L’apport des comédiens : "Le personnage de Francoeur a changé avec l’arrivée de Mathieu Chedid. J’y ai ajouté de la tendresse et de la poésie. L’univers de Mathieu est plus poétique que le mien, qui est plus comique. Et les deux ont fini par fusionner. Le personnage de Vanessa Paradis a aussi pris plus d’importance. Rencontrer des artistes comme eux a été très intéressant. Leur personnalité, leur goût, leur comportement ont insufflé quelque chose aux personnages."

Influences européennes : "Mon dessinateur de bande dessinée préféré est Franquin. C’est lui qui m’a donné l’envie de dessiner. J’ai dû "lire" mon premier Gaston Lagaffe à l’âge de trois ans. J’étais fasciné par les dessins. C’était d’une limpidité. Il avait un coup de crayon terriblement expressif. Franquin est le plus animé des dessinateurs. Il a commencé dans le cinéma d’animation, et ce n’est pas un hasard : son dessin n’a pas besoin du mouvement, il était naturellement animé !"

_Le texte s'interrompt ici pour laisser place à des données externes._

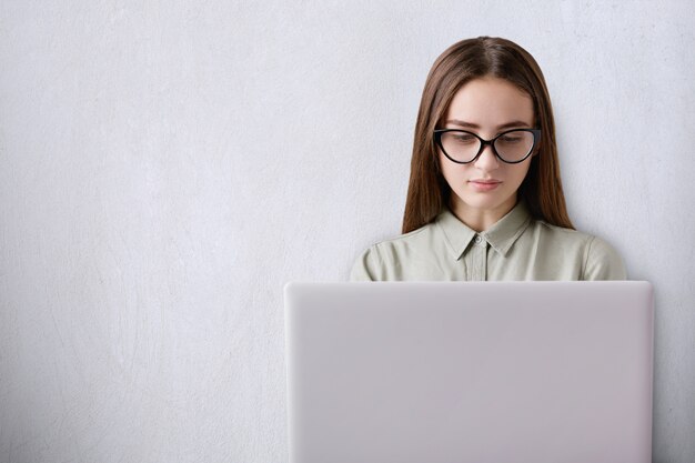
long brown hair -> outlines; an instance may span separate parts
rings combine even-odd
[[[526,201],[534,218],[574,229],[562,190],[553,108],[541,68],[516,43],[479,37],[451,46],[436,59],[427,76],[415,125],[403,233],[432,222],[447,204],[451,189],[440,169],[434,130],[441,128],[440,123],[459,89],[473,79],[486,76],[504,79],[531,95],[536,128],[542,130],[537,152],[518,188],[520,197]]]

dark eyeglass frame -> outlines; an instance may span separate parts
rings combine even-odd
[[[444,133],[447,132],[460,132],[460,133],[466,133],[469,135],[473,135],[476,139],[480,140],[481,142],[481,149],[477,151],[477,154],[475,154],[475,157],[470,160],[470,161],[456,161],[455,159],[452,159],[447,153],[446,150],[444,149],[444,147],[442,145],[442,135]],[[497,139],[500,137],[503,137],[510,132],[531,132],[533,133],[533,144],[531,145],[531,150],[528,150],[528,153],[523,158],[520,159],[518,161],[507,161],[506,159],[502,158],[500,155],[500,153],[497,152],[497,150],[495,149],[495,141],[497,141]],[[440,149],[442,150],[442,152],[444,153],[444,155],[446,157],[446,159],[449,159],[452,162],[455,162],[456,164],[470,164],[471,162],[475,162],[477,160],[477,158],[481,157],[481,154],[483,153],[483,151],[485,150],[485,147],[490,144],[490,148],[492,148],[492,152],[495,154],[495,157],[502,161],[505,162],[507,164],[518,164],[520,162],[524,162],[526,159],[528,159],[528,157],[533,153],[533,151],[536,149],[536,145],[538,144],[538,139],[541,138],[541,129],[511,129],[511,130],[506,130],[502,133],[500,133],[497,137],[490,139],[490,140],[485,140],[481,137],[479,137],[477,134],[473,133],[473,132],[469,132],[467,130],[461,130],[461,129],[437,129],[434,131],[434,142],[436,143],[437,147],[440,147]]]

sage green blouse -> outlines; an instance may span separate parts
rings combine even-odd
[[[481,233],[445,209],[433,222],[367,249],[351,273],[352,281],[625,279],[610,244],[535,220],[523,202]]]

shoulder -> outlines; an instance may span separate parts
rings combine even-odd
[[[625,263],[620,253],[600,236],[536,221],[545,240],[558,246],[558,252],[578,253],[582,280],[626,280]]]
[[[351,281],[390,280],[394,270],[402,265],[406,255],[416,254],[432,245],[434,223],[410,233],[380,241],[367,248],[355,261],[350,273]]]

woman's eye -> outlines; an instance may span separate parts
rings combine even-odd
[[[459,143],[472,143],[475,141],[475,137],[466,134],[454,135],[454,141]]]

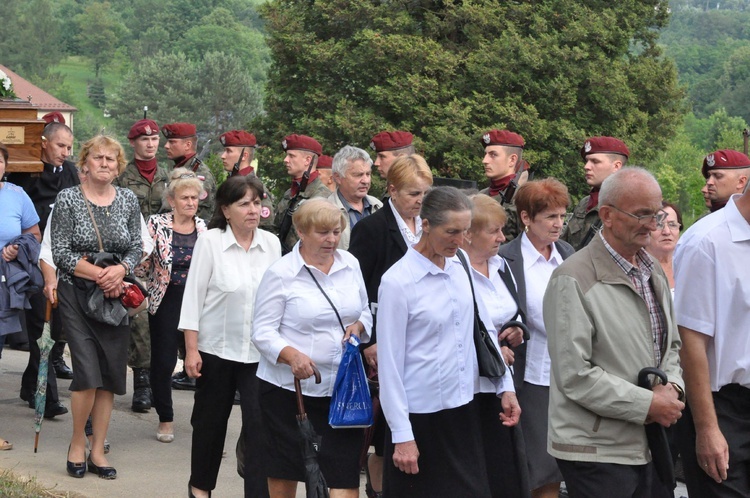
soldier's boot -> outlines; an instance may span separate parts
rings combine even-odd
[[[151,409],[151,383],[147,368],[133,369],[133,405],[134,412],[145,413]]]

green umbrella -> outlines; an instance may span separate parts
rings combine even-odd
[[[56,299],[55,299],[56,300]],[[50,333],[49,321],[52,317],[52,302],[47,300],[47,311],[44,314],[44,330],[42,336],[37,339],[39,344],[39,374],[36,379],[36,394],[34,395],[34,453],[39,447],[39,432],[42,430],[42,420],[44,419],[44,408],[47,405],[47,370],[49,369],[49,352],[55,341]]]

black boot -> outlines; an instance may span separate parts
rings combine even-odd
[[[65,364],[63,351],[65,351],[65,343],[57,341],[49,352],[49,361],[55,368],[55,375],[58,379],[72,379],[73,370]]]
[[[147,368],[133,369],[133,405],[134,412],[145,413],[151,409],[151,384]]]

Influences américaines : "L’animateur que je suis a été élevé avec un livre : "The Illusion of Life", de Ollie Johnston et Frank Thomas, deux des "Nine Old Men", les neufs plus grands animateurs de Disney. Pour moi, c’est la bible de l’animation. Il y a dans ce livre une double page où Milt Kahl dessine plusieurs fois le même sac de farine. Et chaque dessin exprime une émotion différente. C’est génial et c’est inégalé. Est-ce que j’ai tendance à diriger les animateurs suivant les préceptes de "Illusion of Life" ? Oui. Est-ce que ce sont des stéréotypes ? Peut-être. Mais pour moi, c’est de la bonne animation avant tout. Milt Kahl, Ward Kimball, ce sont les plus grands animateurs qui ont existé à ce jour. Médusa, dans "Bernard et Bianca", c’est l’équivalent de Marlon Brando dans "Un Tramway nommé désir" : une référence pour tous ceux qui ont suivi, même si on a évolué, s’il y a des choses qu’on ne fait plus. Je suis conscient et fier de cette référence."